Playing the Role of Gatekeeper
Anti-immigrant sentiment bubbling up in Arizona and other states is recent, but the U.S. has a long history of white people saying who can and who can’t be an American.
Four hundred years ago, when the first British settlers landed on the eastern shore of what has become the United States, other tribes of people had been living on the continent for 13,000-15,000 years. Although new fossil evidence is constantly being unearthed, anthropologists currently believe these multi-millennium inhabitants originated in Asia. Comparing features of today’s Native Americans with Asians indeed yields some physical similarities, so we can probably say that the “original” Americans were Asian and not European.

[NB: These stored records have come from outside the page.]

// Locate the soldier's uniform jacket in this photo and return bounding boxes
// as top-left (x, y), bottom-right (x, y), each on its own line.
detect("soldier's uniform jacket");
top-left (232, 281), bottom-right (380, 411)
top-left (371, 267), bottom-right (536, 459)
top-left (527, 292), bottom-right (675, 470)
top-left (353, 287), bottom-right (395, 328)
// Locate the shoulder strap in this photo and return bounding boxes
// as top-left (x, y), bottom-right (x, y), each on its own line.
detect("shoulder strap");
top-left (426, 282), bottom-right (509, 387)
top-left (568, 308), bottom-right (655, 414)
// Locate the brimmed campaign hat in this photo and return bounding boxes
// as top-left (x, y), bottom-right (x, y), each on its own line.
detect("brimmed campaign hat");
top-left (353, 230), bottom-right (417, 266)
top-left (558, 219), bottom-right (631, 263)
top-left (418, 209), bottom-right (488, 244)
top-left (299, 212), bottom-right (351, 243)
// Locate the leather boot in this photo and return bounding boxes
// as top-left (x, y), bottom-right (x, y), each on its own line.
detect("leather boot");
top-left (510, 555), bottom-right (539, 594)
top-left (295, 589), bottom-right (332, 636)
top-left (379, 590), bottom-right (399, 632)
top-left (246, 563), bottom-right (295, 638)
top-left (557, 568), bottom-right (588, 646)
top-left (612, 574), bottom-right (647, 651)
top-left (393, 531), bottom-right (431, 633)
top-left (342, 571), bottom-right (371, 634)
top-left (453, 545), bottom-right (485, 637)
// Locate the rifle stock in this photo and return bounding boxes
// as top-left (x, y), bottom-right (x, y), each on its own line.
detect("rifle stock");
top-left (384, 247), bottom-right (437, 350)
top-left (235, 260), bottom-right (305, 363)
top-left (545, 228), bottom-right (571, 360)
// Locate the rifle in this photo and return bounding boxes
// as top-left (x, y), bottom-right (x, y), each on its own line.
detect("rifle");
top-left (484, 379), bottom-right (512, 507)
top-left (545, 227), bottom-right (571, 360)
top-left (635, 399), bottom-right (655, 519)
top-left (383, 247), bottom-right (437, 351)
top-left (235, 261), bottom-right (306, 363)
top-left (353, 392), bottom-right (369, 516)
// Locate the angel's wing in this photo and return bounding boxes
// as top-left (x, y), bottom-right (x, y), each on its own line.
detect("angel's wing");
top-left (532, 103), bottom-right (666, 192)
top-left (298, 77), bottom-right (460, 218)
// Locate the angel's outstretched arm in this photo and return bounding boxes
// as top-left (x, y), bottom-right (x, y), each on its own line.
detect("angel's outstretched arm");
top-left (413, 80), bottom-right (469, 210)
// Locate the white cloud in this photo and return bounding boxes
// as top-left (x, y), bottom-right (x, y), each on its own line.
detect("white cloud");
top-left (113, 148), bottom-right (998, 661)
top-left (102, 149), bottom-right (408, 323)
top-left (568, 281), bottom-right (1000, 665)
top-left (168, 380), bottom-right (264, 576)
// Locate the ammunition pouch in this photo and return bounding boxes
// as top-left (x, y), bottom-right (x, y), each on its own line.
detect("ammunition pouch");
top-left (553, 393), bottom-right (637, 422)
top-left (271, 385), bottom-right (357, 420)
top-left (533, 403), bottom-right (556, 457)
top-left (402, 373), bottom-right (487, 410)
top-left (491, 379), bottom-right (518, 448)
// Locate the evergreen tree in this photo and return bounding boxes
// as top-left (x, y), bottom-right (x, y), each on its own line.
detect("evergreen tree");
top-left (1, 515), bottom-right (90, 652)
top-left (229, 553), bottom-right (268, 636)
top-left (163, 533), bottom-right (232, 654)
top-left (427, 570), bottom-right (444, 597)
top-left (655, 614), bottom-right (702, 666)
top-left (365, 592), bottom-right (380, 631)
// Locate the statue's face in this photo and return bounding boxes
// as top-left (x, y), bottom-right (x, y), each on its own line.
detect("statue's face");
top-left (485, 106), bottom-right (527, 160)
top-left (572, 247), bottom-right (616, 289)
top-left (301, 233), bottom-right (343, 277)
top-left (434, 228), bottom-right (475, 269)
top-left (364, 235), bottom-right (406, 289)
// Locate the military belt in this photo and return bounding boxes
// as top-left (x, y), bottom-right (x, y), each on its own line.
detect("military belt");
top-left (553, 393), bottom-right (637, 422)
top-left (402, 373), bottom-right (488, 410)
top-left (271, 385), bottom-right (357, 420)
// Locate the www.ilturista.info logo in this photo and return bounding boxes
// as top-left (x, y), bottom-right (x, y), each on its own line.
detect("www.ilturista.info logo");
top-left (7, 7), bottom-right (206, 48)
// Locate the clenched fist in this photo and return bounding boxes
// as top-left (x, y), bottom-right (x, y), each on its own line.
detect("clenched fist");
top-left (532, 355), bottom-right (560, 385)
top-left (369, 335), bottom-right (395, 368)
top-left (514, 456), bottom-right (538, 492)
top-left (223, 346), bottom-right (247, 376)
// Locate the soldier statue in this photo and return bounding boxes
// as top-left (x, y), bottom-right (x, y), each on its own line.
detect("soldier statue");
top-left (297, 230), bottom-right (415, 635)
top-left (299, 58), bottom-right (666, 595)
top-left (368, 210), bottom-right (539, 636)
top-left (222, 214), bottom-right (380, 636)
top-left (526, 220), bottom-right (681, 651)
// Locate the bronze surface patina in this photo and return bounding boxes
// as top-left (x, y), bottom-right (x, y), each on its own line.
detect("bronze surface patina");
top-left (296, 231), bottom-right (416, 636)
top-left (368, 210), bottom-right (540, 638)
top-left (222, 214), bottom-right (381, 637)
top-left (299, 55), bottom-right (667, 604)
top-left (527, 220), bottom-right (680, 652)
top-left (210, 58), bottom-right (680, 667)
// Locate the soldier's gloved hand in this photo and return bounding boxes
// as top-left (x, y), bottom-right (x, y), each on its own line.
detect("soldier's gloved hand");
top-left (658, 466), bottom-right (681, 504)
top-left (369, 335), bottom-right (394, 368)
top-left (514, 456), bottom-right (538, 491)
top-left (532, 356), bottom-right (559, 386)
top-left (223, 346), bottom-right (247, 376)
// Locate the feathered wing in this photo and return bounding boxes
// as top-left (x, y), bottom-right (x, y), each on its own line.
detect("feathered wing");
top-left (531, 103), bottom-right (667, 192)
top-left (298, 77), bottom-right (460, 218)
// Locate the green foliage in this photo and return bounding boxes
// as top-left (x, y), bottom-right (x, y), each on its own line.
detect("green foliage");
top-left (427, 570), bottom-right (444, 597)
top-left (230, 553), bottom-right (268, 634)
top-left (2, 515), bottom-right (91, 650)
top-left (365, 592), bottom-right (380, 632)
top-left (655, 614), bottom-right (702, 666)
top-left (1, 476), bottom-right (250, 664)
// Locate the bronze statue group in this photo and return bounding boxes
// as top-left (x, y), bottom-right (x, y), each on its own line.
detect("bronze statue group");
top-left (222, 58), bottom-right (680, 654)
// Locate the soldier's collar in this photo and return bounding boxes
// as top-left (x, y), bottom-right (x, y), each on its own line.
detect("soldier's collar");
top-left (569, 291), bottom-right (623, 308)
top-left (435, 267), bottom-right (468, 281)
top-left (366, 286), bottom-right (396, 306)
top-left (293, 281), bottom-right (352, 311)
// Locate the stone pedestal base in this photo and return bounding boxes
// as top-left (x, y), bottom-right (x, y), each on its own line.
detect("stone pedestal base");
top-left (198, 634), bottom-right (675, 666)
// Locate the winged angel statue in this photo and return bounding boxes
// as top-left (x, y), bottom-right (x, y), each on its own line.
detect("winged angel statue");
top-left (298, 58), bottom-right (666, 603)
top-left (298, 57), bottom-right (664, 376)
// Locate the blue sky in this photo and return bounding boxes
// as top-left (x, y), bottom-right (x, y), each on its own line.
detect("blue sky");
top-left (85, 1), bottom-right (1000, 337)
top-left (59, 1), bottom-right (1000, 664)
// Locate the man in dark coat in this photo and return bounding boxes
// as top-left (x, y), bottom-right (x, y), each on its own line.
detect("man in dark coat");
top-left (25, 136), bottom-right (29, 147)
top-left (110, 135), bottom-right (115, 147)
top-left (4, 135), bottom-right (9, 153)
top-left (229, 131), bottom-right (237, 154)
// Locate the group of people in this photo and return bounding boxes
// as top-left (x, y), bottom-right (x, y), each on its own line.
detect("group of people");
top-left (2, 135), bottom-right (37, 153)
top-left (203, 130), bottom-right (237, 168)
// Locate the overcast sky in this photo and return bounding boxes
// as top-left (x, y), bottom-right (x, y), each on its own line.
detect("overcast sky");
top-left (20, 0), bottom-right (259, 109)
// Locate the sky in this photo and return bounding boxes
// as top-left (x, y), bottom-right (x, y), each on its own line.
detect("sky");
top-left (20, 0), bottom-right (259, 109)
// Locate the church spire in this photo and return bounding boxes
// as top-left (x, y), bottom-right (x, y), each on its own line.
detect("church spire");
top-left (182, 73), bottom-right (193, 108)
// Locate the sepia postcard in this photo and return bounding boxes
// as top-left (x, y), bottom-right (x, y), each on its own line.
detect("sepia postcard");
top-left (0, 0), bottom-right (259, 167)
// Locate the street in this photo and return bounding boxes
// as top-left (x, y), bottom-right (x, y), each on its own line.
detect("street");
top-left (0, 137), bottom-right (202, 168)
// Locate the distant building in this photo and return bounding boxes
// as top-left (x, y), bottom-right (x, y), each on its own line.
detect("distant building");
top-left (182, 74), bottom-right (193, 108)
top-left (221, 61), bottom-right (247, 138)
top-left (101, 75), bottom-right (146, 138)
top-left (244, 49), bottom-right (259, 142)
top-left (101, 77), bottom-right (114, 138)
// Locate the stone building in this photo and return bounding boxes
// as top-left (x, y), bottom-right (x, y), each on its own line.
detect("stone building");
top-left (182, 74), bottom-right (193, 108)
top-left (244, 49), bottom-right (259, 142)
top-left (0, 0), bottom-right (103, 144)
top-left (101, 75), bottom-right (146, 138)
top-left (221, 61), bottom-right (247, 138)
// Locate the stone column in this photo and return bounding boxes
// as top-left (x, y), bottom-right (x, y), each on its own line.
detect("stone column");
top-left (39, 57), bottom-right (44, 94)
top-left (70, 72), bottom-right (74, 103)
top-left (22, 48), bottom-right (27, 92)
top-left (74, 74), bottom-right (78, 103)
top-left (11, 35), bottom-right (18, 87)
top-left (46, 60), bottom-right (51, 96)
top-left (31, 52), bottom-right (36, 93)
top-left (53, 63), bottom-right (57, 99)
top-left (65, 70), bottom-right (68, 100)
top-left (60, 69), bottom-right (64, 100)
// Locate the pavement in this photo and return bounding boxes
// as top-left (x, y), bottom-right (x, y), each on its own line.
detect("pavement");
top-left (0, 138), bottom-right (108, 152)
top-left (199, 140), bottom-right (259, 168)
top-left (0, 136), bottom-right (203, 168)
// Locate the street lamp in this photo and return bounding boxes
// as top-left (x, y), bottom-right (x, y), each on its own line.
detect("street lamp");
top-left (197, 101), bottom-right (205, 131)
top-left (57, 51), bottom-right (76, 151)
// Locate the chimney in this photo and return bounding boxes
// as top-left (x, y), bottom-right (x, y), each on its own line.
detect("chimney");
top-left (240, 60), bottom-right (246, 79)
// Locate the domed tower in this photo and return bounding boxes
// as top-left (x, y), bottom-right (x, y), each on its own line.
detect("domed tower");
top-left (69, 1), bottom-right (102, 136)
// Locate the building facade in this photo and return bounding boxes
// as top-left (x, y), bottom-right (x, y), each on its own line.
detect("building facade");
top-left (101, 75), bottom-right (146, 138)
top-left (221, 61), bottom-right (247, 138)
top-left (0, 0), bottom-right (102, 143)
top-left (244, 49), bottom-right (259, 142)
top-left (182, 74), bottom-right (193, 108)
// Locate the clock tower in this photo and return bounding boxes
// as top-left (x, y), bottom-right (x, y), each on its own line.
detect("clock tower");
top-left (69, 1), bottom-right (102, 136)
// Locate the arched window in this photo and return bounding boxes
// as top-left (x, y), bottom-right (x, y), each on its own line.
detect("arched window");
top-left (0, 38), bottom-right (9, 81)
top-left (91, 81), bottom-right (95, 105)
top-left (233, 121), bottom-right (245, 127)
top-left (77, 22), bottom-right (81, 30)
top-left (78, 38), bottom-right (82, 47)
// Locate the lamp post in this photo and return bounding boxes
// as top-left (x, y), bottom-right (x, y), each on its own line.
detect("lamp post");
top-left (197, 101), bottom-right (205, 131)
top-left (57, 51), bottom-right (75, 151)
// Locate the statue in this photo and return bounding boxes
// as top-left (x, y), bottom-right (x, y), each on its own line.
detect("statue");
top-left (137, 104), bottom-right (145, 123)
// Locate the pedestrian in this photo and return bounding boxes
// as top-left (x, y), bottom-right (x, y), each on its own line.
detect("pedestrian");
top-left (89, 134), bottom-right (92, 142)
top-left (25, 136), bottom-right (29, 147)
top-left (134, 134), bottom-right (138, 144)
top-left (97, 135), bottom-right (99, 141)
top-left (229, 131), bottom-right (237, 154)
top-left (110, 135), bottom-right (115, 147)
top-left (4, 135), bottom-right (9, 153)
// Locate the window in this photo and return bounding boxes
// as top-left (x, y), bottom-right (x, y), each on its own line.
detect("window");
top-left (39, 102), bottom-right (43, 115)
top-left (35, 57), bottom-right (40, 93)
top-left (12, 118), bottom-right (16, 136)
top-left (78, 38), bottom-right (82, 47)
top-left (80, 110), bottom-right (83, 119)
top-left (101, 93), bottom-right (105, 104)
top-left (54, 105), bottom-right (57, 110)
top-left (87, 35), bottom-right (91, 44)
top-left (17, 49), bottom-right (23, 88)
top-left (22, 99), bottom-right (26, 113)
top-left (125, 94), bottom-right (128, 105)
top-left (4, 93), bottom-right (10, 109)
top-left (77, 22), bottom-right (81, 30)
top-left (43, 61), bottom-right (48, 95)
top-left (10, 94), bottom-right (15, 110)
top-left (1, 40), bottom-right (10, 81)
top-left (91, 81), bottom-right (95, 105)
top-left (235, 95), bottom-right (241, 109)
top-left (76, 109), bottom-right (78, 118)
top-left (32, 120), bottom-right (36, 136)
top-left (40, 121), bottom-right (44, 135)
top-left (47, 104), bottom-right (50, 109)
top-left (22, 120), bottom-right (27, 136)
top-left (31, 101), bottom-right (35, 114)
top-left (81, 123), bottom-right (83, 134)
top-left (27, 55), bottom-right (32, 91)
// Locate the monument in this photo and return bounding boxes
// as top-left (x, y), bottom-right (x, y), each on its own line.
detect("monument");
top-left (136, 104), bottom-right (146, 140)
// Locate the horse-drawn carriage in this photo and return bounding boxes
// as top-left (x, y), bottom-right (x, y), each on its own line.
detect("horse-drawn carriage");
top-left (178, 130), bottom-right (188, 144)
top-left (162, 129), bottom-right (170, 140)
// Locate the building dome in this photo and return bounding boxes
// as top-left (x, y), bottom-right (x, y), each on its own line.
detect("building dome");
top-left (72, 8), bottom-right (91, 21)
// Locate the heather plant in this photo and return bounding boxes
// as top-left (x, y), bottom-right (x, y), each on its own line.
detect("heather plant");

Once the word got out that North America was full of land and natural resources, the floodgates of northern Europe opened and millions of immigrants streamed across the ocean, looking for new lives and new opportunities. Of course, these opportunities came at a cost to the native inhabitants. There were wars over resources, then treaties. Then broken treaties and more wars. Native American resistance was eventually broken and they were pushed onto reservations, areas often far removed from their homelands, areas often poor in natural resources. By new laws. White men’s laws.
As the their new economy developed, European settlers required larger worker pools to harness the vast land, and they began kidnapping and importing African slaves to provide forced labor. To limit any civic participation of slave immigrants, state governments made laws which forbade Africans from owning property, intermarrying, voting, or going to school. After the U.S. Civil War freed the African slaves, necessary railway expansion pushed westward, aided by thousands of immigrant Chinese who were poorly paid and often hurt or killed in dangerous work settings. As the transcontinental railroad was completed, the thousands of Chinese were less useful and became seen as racial impurities, and the national Congress passed laws against Chinese immigration and other rights.
U.S. government history has many other ignoble moments: laws passed against Mormons and Catholics, laws limiting immigration from southern Europe, work practices forbidding Irish from applying for jobs, laws imprisoning citizens of Japanese descent and confiscating their property. Whenever there is prejudice in difficult times, the dominant culture will look for someone to blame, for someone to pick on.
The current group of immigrants to pick on comes from Mexico and Central America. From impoverished places, hundreds of thousands have slipped into the U.S. to find employment, often taking jobs in hot farm fields, in cold meat-processing plants, and in other dirty and dangerous workplaces. They provide labor for industries which want workers who will be cheap, work hard, and not complain. They bolster the U.S. economy, but they are not given the chance to become citizens.
The same racist beliefs and practices from the previous centuries still apply today. Angry voters in Arizona recently pushed for discriminatory laws against undocumented Latino workers. They have held angry rallies, calling for the eviction of the estimated 12 million immigrants who entered the United States without visas. They send armed vigilante groups (called “Minutemen” after early American militias who could be assembled in minutes to fight against the British during the War for Independence) to patrol the borders against people trying to cross the vast desert border.
The signs at anti-immigrant rallies tell undocumented workers to “Go Home.” They claim that only English should be spoken here. Ironically, many of the signs are written by white Americans with bad spelling and bad grammar. Here are two.
(should say “morons”—which means “idiots” )
(should be “our” )
My friend Jake Bowen and I recently created a cartoon which comments on this current wave of racist, anti-immigrant sentiment. We published it earlier this spring in the GVSU student newspaper, The Lanthorn. I include it here for you to see.
copyright 2011 Jake Bowen & Alan Headbloom
The irony with today’s anti-immigrants is that they are themselves descendants of uninvited immigrants who came from countries lacking in opportunity a few hundred years before. I once heard a clever person quip, “Today’s immigration problems can be traced back to the lack of a comprehensive immigration policy by the Native Americans.” I hope we can use a deeper knowledge of history plus a little bit of humor to approach today’s immigration challenges with more compassion and understanding than our sad ancestors did. Otherwise, we will just repeat more ugly stories of the past.